I'm disappointed, I think I explained directly and via analogy as to why this is the case but it doesn't seem to have been communicated to you. Perhaps someone else will give a go at translating the point, if its still unclear.
Yes, this was your analogy:
Imagine a bridge construction crew with generally good safety practices that has a rare fatal accident. Some government bureaucrat swings in and says "you're constructing too fast: it would be okay to construct slower, fill out these 1001 forms in triplicate for each action you take to prevent more problems". In some kind of theoretical world the extra checks would help, or at least not hurt. But for most work there is a set of optimal paces where the best work is done. Fast enough to keep people's minds maximally engaged, slow enough that everything runs smoothly and all necessary precautions can be taken. We wouldn't be to surprised to see that hypothetical crew's accident rate go up after a change to increase overhead in the name of making things more safe: either efforts that actually improve safety get diverted to safety theatre, or otherwise some people just tune out, assume the procedure is responsible for safety instead of themselves, and ultimately make more errors.

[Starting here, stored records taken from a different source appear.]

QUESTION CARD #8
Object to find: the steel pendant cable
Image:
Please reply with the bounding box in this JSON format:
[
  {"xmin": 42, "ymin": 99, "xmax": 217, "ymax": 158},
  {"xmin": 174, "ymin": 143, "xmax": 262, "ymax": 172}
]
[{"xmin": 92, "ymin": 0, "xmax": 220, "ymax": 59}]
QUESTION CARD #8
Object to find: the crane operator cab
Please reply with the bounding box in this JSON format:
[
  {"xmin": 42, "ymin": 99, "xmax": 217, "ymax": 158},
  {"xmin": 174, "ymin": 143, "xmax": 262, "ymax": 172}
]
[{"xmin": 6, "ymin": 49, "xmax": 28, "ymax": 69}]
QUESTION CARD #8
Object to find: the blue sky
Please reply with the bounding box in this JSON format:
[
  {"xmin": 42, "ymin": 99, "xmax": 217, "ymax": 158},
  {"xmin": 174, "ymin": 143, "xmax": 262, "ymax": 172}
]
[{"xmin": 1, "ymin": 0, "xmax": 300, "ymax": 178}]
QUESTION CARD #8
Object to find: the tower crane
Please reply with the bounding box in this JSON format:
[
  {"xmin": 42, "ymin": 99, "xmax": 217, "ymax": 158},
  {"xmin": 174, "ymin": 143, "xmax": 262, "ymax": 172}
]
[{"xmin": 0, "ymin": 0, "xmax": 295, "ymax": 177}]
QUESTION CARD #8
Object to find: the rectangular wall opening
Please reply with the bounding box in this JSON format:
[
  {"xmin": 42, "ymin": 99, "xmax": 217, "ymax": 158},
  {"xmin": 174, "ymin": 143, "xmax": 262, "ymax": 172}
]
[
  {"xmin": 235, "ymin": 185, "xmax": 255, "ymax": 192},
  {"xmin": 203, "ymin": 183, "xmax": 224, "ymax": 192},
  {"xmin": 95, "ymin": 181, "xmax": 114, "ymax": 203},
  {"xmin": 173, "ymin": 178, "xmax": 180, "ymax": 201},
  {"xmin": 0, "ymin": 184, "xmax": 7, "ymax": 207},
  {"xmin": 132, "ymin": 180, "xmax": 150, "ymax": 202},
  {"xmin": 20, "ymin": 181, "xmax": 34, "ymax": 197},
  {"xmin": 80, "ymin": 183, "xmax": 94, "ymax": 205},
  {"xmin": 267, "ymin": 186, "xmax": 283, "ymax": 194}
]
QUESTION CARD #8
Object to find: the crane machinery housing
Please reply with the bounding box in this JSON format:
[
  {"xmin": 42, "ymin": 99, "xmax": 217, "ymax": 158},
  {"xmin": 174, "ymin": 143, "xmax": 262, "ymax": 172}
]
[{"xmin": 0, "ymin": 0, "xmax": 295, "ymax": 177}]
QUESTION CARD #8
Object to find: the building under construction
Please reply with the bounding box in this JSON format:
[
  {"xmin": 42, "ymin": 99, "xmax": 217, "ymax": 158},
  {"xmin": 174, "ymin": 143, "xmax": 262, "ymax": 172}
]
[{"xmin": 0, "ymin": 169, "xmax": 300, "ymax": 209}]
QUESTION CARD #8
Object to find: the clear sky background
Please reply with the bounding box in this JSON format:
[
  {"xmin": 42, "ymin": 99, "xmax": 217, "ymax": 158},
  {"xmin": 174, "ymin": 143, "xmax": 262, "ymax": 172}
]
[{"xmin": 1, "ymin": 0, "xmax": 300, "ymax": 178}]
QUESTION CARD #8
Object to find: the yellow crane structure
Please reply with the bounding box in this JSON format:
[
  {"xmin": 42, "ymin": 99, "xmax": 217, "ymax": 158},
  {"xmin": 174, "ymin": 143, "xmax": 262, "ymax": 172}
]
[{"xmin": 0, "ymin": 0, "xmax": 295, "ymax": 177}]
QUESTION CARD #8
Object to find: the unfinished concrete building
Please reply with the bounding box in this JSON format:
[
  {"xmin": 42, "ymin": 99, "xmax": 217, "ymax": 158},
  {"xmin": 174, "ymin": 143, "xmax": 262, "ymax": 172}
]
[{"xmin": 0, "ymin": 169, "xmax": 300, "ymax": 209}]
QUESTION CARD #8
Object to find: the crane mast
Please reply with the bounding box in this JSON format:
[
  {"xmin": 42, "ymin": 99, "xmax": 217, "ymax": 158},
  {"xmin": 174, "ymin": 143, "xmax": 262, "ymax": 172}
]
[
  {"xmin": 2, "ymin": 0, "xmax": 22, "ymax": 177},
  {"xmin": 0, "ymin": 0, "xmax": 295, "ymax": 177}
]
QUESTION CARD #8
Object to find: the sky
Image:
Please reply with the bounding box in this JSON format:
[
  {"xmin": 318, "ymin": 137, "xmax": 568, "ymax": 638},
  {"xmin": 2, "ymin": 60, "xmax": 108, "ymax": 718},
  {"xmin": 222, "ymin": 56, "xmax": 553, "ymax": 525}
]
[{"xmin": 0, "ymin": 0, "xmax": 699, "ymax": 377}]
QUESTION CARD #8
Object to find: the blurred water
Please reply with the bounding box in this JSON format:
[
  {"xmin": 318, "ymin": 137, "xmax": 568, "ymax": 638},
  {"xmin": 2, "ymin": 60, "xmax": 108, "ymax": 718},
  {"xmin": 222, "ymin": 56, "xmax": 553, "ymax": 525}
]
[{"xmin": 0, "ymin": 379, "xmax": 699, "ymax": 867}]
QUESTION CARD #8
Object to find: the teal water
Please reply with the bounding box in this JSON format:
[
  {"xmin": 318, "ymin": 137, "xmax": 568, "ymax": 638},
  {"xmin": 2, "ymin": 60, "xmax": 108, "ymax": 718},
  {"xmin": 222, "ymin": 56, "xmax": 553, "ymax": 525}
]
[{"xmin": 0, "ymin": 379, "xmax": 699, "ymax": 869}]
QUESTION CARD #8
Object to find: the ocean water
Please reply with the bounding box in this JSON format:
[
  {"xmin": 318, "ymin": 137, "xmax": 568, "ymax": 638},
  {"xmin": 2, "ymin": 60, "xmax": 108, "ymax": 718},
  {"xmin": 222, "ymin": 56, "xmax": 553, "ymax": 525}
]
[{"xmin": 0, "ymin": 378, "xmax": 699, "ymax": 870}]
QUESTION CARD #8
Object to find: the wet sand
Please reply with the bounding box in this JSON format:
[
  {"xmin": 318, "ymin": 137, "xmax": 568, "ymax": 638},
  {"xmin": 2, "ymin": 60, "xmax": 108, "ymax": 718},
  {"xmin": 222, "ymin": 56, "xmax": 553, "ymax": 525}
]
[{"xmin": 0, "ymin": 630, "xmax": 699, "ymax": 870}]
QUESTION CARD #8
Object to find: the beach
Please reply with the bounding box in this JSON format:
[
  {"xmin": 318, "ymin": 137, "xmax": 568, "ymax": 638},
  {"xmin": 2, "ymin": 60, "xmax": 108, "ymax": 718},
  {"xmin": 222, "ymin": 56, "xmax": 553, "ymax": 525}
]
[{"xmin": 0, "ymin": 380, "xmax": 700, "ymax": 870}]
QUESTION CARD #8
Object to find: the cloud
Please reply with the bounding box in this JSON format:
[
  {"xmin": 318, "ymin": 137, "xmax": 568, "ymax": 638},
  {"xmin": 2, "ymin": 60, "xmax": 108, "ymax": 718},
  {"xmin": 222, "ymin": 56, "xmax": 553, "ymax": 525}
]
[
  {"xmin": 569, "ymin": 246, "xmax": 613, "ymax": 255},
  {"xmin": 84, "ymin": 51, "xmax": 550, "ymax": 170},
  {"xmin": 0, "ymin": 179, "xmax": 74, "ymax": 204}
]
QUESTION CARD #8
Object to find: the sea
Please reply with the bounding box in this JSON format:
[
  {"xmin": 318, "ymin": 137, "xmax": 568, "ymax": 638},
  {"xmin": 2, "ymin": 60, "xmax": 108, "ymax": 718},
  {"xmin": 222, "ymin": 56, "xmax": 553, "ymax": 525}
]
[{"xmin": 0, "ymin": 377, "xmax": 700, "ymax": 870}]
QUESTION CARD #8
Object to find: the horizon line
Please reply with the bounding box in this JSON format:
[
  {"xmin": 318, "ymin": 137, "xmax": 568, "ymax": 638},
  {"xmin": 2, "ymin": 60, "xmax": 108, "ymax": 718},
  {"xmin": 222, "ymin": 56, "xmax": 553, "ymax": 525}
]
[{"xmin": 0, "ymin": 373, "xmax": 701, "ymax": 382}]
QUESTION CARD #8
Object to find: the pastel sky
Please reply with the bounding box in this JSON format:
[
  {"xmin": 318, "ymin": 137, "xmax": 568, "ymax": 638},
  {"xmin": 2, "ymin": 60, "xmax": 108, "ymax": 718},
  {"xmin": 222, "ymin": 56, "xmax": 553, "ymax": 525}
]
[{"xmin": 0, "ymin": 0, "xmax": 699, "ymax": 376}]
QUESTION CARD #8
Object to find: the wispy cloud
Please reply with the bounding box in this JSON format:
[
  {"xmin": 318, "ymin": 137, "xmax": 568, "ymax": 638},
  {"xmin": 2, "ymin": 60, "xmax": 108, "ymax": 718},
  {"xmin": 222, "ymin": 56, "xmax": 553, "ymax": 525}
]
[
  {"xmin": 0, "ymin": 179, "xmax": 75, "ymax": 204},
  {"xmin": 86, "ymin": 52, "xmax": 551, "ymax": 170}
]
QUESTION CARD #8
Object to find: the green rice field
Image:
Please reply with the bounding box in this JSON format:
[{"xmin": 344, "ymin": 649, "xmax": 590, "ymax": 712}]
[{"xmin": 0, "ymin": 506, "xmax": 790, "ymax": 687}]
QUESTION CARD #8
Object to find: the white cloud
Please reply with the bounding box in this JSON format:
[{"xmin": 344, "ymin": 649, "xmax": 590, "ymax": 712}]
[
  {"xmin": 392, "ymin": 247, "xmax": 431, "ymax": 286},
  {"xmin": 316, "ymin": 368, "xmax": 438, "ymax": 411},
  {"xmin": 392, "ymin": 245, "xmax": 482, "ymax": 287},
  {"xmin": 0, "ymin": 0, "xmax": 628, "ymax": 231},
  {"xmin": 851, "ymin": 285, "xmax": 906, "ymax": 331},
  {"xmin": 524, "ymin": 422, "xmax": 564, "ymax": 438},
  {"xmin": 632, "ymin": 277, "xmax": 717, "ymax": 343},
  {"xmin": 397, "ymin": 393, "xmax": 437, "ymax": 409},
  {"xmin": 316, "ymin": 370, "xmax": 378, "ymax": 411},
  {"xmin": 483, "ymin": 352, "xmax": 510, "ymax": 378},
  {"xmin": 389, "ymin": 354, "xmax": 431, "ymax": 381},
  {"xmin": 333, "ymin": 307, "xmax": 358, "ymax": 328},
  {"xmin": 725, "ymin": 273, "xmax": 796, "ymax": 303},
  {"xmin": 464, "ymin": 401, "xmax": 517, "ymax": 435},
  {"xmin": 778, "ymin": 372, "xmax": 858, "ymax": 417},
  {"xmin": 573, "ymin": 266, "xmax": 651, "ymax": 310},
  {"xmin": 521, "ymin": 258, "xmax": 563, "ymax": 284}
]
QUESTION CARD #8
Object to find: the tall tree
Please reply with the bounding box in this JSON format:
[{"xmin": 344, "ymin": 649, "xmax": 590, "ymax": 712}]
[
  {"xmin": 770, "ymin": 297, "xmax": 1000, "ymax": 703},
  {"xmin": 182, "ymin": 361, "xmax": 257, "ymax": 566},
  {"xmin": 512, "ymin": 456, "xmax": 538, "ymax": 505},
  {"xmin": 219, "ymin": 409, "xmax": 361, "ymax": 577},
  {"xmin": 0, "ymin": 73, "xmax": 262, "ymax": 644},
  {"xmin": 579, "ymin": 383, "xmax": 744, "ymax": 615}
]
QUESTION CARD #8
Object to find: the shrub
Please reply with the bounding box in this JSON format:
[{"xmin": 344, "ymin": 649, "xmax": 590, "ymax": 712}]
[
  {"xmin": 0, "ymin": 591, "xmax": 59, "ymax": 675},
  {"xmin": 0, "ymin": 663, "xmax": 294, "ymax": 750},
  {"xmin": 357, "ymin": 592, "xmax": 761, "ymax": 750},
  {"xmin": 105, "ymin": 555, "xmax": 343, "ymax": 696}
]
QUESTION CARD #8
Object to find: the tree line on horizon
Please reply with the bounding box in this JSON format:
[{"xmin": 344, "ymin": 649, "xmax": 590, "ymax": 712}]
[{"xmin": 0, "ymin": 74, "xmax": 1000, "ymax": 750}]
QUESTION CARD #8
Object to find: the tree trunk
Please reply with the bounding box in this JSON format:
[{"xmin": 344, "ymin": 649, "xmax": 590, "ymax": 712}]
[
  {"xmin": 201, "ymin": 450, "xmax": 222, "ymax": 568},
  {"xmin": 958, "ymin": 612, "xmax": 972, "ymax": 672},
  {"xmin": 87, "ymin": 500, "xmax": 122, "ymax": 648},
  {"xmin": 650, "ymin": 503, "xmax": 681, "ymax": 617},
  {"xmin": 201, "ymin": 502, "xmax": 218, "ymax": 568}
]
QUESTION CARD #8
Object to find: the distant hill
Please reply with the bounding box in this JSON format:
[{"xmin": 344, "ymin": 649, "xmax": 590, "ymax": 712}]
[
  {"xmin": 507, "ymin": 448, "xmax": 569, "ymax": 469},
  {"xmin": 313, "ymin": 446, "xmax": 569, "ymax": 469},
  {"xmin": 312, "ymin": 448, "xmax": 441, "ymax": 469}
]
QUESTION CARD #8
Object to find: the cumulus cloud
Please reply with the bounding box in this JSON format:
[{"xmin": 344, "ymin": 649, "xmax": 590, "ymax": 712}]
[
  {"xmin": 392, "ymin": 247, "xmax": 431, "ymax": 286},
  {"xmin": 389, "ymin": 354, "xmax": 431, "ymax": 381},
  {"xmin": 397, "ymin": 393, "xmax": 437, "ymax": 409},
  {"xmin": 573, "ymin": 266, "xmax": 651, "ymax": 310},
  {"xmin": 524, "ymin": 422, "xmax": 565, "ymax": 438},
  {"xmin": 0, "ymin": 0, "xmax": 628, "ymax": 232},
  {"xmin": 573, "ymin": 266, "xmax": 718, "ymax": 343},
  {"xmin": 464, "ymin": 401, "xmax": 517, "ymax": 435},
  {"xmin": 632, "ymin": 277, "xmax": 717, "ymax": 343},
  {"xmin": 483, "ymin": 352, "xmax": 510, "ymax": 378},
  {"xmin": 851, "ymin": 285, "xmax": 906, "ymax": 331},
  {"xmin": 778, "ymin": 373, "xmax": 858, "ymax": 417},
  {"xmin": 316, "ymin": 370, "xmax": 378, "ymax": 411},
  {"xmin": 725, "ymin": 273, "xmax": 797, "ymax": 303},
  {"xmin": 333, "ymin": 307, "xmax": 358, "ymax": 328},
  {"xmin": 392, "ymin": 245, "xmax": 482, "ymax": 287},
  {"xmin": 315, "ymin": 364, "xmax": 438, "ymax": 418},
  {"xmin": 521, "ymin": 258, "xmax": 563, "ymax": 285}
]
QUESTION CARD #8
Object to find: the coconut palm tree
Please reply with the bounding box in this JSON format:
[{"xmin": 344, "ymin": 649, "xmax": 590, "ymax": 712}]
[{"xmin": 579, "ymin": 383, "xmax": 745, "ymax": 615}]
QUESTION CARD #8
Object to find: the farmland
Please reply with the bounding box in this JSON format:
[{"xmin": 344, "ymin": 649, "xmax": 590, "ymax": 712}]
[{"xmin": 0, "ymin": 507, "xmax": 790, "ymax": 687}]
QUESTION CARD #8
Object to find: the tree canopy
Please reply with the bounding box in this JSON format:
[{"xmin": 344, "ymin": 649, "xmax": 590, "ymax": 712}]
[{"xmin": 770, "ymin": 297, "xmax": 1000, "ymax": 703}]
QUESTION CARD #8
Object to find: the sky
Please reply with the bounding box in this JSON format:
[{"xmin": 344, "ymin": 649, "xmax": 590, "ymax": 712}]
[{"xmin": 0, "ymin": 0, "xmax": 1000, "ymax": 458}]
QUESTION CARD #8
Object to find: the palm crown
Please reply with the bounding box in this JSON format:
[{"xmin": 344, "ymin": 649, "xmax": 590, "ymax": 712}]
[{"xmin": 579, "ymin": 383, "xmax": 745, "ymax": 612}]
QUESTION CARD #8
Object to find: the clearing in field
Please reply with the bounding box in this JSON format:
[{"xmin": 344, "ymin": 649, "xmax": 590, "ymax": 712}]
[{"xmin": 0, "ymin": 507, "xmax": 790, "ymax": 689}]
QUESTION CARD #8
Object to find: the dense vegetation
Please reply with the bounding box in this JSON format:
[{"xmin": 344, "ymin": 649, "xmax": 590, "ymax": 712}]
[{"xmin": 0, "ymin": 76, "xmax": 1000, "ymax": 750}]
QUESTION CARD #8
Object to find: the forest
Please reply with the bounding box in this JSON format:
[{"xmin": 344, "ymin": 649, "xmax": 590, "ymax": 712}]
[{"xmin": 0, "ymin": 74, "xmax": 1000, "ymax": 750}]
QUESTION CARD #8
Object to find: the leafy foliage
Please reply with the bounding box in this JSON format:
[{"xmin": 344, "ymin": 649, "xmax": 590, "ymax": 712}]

This analogy is flawed and makes no sense. Bridge construction is completely different from software engineering through the open source process. Construction is a linear thing, you can't build multiple "prototypes" of real physical bridges and test them and choose between them, you need to build the entire thing once, and in this context you would be correct that it makes more sense to keep minds maximally engaged. But in Bitcoin Core, developers can work in their own branches with total freedom, and no red tape, so I fail to see how they wouldn't be engaged? There's nothing stopping them from working "optimal paces" in their own branch and then opening a pull request after their sprint to try to get the change merged in. There already exists a testing/review step, IMO there's no harm in making this step slightly longer and encouraging the community to try to break and mess up a new feature. Bounties can be paid to try to break stuff too.
Anyway I'm exiting this discussion because I feel like we're going to go around in circles and derail the thread, and I've said what I wanted to say. I think we should take the personal issues to PM or something. Cheers.